Here is a small sample of what my data look like:
speaker = c("N0005", "N0012", "N0101", "N0014", "N0036", "N0014", "N0005", "N0005", "N0031")
a = c("N00059", "N00059", "N01019", "N00059", "N00181", "N00059", "N00059", "N00059", "N00206")
b = c("N00112", "N00120", "N01020", "N00143", "N00241", "N00147", "N00147", "N00149", "N00316")
c = c("NA", "NA", "N01021", "NA", "N00363", "NA", "NA", "NA", "N00318")

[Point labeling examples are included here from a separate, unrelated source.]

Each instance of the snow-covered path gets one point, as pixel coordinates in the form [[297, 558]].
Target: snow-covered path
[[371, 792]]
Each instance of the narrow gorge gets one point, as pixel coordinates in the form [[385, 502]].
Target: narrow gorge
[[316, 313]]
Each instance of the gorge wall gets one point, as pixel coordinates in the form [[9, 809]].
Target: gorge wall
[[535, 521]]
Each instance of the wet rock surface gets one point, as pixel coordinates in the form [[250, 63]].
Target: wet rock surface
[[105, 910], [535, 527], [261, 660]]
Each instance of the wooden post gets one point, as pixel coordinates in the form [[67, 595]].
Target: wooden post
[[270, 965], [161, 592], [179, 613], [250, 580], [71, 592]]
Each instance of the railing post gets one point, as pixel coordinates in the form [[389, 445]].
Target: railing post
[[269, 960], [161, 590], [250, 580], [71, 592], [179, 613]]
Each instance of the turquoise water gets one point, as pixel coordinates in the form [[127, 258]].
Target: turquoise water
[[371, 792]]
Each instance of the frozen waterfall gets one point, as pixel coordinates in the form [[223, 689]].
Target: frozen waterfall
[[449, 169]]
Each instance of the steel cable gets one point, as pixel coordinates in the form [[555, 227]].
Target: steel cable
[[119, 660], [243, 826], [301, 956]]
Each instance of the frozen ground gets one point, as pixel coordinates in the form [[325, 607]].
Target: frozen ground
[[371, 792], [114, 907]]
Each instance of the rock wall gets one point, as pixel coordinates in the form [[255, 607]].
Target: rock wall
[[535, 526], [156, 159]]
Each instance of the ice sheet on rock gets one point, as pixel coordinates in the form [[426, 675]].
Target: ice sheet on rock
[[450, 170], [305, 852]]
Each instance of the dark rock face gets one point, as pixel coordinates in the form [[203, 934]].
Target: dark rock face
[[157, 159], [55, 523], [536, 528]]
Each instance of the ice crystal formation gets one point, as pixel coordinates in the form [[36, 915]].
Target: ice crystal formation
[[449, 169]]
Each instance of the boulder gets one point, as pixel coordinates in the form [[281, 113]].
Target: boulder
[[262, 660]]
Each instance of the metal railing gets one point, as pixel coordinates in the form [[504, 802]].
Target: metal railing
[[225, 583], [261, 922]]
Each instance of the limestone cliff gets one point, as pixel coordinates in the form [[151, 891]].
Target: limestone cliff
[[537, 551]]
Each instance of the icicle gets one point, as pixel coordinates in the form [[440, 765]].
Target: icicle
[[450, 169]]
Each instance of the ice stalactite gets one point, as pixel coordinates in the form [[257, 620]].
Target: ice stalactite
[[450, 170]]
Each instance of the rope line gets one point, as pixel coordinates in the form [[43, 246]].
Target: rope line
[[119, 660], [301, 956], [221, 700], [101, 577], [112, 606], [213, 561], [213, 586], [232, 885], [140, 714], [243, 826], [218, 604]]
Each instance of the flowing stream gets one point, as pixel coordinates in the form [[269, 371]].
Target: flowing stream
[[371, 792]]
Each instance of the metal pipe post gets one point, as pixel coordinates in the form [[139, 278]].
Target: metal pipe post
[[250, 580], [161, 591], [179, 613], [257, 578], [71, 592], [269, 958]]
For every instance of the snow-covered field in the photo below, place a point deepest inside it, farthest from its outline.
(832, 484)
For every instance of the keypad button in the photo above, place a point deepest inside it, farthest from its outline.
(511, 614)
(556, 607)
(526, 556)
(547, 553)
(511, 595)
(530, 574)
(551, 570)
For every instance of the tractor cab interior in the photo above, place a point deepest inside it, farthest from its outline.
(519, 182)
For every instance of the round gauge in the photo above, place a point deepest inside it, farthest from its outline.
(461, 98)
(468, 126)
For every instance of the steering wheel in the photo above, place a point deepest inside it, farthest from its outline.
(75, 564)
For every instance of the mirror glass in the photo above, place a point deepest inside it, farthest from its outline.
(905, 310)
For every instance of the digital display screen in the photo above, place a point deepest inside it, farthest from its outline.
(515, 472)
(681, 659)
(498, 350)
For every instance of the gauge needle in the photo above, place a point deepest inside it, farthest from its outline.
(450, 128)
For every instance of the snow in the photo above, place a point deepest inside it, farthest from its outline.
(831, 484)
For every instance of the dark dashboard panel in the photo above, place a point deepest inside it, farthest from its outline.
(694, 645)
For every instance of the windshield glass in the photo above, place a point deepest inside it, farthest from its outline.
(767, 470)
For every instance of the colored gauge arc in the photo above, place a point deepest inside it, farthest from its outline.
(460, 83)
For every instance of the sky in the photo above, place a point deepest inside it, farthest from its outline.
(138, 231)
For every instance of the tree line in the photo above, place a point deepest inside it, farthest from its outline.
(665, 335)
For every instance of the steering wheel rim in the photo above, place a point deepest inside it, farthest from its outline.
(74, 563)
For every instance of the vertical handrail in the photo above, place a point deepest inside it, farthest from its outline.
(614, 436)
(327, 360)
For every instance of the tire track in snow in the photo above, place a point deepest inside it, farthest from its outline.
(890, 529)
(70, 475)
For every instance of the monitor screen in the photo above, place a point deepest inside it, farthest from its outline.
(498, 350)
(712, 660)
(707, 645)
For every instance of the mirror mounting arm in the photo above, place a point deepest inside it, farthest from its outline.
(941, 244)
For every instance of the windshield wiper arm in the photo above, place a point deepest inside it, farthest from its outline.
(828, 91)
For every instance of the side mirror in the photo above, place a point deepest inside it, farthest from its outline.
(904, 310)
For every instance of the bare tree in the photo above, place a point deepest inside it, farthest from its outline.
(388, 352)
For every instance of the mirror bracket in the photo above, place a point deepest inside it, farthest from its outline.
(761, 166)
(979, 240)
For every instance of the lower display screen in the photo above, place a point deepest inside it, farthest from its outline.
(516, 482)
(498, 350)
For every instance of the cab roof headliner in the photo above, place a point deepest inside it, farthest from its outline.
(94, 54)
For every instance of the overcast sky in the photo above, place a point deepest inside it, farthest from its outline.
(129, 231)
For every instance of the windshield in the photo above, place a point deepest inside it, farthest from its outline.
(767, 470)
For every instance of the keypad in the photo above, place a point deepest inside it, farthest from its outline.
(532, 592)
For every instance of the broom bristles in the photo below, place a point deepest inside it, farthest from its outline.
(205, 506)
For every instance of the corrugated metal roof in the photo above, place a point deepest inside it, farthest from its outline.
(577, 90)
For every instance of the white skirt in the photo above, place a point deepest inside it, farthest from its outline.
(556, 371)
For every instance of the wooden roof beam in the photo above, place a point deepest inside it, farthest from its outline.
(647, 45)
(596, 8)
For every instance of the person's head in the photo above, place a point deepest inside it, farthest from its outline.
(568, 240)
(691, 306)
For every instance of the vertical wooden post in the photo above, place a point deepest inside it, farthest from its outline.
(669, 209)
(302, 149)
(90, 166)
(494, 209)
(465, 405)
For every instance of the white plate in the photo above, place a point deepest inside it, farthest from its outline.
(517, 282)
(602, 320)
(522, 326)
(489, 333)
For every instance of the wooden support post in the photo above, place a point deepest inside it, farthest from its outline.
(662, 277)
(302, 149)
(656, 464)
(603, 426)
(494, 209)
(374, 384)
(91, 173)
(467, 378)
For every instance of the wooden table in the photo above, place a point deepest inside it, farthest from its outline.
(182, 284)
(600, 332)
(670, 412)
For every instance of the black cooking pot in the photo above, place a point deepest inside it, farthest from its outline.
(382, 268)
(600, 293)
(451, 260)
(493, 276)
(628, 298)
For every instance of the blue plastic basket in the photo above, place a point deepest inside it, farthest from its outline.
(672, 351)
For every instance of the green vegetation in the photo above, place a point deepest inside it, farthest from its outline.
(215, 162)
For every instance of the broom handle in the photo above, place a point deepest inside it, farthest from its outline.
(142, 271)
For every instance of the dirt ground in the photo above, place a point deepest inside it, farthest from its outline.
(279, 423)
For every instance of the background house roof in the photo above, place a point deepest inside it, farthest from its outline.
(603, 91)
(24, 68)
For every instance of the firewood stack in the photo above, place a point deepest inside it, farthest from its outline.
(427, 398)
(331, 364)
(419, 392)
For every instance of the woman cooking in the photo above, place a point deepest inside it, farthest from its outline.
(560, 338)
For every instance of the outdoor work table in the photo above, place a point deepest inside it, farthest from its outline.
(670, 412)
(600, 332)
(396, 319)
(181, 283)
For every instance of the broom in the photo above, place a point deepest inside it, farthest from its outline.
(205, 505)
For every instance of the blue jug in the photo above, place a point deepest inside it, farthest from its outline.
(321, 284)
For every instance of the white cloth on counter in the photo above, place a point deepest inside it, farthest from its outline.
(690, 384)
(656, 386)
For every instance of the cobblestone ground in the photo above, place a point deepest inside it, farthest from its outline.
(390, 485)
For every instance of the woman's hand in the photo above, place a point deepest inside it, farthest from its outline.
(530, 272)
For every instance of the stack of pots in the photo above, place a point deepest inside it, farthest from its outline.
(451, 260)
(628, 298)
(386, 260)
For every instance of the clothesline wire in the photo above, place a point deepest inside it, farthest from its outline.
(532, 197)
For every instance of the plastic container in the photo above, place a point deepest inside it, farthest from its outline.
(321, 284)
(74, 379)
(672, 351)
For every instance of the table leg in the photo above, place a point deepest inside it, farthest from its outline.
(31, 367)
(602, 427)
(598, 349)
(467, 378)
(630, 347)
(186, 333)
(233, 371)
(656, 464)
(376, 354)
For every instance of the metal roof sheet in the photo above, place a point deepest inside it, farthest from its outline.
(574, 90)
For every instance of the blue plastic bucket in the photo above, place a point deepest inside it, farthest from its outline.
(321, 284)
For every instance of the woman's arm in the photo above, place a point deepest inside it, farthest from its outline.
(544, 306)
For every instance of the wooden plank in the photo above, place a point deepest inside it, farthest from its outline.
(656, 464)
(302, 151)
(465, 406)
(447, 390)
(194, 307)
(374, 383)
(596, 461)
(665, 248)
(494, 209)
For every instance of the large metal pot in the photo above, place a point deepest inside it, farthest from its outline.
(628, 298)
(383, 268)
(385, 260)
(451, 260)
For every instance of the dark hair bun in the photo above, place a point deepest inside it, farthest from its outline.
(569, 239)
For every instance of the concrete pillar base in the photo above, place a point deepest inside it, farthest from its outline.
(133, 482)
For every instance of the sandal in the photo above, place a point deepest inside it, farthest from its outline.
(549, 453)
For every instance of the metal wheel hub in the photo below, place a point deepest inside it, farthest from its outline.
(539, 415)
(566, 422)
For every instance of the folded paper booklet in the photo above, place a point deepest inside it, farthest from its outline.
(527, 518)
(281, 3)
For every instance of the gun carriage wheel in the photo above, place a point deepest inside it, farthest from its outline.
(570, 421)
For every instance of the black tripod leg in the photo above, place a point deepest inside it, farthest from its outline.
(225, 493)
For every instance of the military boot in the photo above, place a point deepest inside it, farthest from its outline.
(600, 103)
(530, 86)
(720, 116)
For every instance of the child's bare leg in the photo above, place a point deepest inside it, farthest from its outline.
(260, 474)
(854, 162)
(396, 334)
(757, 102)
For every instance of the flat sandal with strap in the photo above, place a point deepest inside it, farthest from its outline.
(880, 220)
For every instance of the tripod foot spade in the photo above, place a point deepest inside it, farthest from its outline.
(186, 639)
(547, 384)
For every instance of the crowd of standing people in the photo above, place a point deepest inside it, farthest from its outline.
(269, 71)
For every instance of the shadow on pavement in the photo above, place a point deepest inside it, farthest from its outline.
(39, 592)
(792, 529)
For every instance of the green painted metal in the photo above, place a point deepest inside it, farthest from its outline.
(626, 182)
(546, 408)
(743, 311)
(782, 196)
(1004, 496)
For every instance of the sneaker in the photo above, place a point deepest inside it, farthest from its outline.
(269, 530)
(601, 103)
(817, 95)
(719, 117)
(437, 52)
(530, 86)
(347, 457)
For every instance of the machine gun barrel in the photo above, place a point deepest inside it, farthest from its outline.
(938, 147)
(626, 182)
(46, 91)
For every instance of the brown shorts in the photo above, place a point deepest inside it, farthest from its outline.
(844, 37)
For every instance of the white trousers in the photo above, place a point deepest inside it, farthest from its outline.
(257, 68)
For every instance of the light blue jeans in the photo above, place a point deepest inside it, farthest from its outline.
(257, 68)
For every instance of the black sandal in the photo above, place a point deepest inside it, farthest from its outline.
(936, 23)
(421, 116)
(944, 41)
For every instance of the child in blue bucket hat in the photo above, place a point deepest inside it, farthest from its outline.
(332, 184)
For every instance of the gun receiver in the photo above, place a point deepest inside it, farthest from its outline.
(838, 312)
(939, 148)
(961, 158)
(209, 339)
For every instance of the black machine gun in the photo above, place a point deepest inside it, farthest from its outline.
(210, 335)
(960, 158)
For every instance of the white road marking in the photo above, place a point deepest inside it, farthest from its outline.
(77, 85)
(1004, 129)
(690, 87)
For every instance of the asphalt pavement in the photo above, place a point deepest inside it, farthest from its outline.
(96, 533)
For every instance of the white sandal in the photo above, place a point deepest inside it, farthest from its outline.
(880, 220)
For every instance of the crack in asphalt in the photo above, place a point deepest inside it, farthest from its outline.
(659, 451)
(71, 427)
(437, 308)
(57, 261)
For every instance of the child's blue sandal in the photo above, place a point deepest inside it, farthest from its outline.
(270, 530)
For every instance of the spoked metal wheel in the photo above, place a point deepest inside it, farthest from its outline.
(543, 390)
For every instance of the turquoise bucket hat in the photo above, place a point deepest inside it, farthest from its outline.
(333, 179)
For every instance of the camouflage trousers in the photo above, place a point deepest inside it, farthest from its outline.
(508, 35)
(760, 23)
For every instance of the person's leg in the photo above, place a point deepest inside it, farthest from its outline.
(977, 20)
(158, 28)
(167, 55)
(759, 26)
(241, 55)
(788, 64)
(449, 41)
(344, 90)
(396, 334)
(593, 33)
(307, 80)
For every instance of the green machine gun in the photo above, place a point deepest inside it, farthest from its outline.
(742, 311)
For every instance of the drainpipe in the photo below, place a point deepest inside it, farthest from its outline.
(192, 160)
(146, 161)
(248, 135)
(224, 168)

df = data.frame(speaker, a, b, c); df
Factor 'speaker' shows the speaker codes containing only the first five characters. Normally, these speaker codes should be six characters, but the CGN corpus software seems to cut off the last digit. Factors a, b and c (actually several more, but just three for the example) show the participants in the conversation, without the last digit cut off -- i.e. the speaker is among these, with his/her full six-character speaker code.
I now want to see if the five-character string from 'speaker' matches the first five characters from a, b or c. If it matches just one string, I want that six-character string from a, b or c to be added to a new factor 'speaker2'. If it matches two or more strings (as in case 9, where "N0031" could match both "N00316" and "N00318"), I want it to add "ambiguous" to that new factor 'speaker2'.
In other words, I want to know how I can get this output:
speaker2 = c("N00059", "N00120", "N01019", "N00143", "N00363", "N00147", "N00059", "N00059", "ambiguous")
df_result = data.frame(df, speaker2); df_result
I tried this several ways with ifelse(), within(), pmatch() and gregexpr(), but I can never seem to get it to work entirely. There must be a pretty easy way to do this, but I can't seem to come up with it. Anyone's got any ideas?